Que retenir aujourd'hui du potlach, pour qui se pique de management et de leadership? Plus enseignements enrichissants, comme l'indique le président de la firme de consultants Gestion Consult-IIDC Management :
> Livrez plus que promis. «Donnez toujours plus que ce à quoi vous vous êtes engagé, même si, pour ce faire, vous devez promettre moins. Restez centré sur les préoccupations de vos clients. Soyez généreux de votre temps et de vos conseils en cours de projet.»
> Oubliez le superflu. «N'indisposez pas vos clients avec des faris insignifiants comme les appels téléphoniques et les coûts de messagerie. Intégrez-les plutôt à vos prix courants. En général, les gens sourcillent peu face à des tarifs horaires de 100 dollars, mais ils réagissent mal à des frais de 10 dollars pour des photocopies.»

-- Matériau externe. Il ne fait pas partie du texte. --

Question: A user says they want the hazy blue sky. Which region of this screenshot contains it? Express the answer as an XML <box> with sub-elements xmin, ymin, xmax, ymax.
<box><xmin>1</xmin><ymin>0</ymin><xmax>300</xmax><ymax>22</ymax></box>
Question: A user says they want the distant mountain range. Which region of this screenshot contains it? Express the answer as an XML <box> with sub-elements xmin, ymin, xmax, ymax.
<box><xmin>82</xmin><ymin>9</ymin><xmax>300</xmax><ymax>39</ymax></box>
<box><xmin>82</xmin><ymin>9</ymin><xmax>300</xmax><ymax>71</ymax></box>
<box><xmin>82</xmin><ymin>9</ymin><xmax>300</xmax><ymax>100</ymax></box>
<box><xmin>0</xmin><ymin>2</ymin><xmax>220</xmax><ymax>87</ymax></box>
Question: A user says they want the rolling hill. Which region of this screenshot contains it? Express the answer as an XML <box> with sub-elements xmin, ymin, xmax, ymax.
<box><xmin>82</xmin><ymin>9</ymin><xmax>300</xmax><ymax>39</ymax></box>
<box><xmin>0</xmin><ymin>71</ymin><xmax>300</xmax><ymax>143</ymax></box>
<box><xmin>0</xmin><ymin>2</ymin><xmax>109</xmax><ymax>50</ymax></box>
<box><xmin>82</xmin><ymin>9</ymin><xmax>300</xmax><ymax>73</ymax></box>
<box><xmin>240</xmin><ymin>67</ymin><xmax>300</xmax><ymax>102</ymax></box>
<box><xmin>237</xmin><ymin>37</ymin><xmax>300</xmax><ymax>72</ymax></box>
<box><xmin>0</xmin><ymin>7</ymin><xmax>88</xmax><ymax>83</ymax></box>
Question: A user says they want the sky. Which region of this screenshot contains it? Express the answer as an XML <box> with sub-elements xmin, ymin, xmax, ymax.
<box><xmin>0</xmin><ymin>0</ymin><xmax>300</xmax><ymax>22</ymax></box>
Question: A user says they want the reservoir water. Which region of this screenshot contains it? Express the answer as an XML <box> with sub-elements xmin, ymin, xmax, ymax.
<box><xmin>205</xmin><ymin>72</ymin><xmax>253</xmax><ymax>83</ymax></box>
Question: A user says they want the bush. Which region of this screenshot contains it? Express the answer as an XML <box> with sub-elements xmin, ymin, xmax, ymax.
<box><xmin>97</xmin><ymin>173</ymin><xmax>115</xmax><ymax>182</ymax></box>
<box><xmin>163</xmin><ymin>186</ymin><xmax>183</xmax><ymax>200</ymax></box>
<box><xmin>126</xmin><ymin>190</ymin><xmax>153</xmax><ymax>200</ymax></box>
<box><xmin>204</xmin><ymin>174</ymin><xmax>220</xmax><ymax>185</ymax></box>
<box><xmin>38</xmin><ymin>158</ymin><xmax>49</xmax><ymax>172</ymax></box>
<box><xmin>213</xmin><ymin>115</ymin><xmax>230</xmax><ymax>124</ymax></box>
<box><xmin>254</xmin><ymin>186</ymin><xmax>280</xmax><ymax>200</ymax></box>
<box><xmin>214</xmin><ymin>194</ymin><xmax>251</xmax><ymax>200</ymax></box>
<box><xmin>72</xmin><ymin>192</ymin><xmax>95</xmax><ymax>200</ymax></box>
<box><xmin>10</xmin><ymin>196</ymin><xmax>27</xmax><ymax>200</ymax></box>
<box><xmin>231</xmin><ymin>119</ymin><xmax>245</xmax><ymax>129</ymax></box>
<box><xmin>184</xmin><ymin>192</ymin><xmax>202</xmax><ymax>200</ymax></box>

> Gagnez le respect des autres. «Soyez équitable et honnête envers vos employés, vos clients et vos fournisseurs, et ils vous respecteront.»
> Apprenez à penser en termes de scénarios gagnants. «Pour que toutes les parties prenantes en sortent gagnantes, une entente doit non seulement reposer sur les principes d'intérêts communs et de gains mutuels, mais aussi inclure les personnes, les groupes ou les communautés qu'elle peut toucher.»
> Apprenez à échanger. «Comme on ne peut tout donner, apprenez à échanger les services et produits dont vous avez besoin ou que vous désirez.»
«Les anciens chefs d'Amérique étaient généreux dans leurs rapports, car ils avaient compris que l'altruisme est le principe de gestion par excellence de la nature. Les gens d'affaires ne le voient pas tous ainsi, mais la générosité est une attitude qui [présente nombre d'attraits]. [Elle] peut en effet susciter une grande loyauté de la part de vos collaborateurs, de vos clienst et de vos employés. Car elle témoigne de la valeur que vous accordez à la qualité de vos relations avec autrui.»
Voilà. Peut-être ressentez-vous maintenant l'envie de vous mettre, à votre tour, au potlatch, ou du moins de vous montrer plus généreux qu'à l'habitude. Il ne tient qu'à vous de l'expérimenter…
En passant, l'écrivain français Albert Camus a dit dans L'Homme révolté : «La vraie générosité envers l'avenir consiste à tout donner au présent».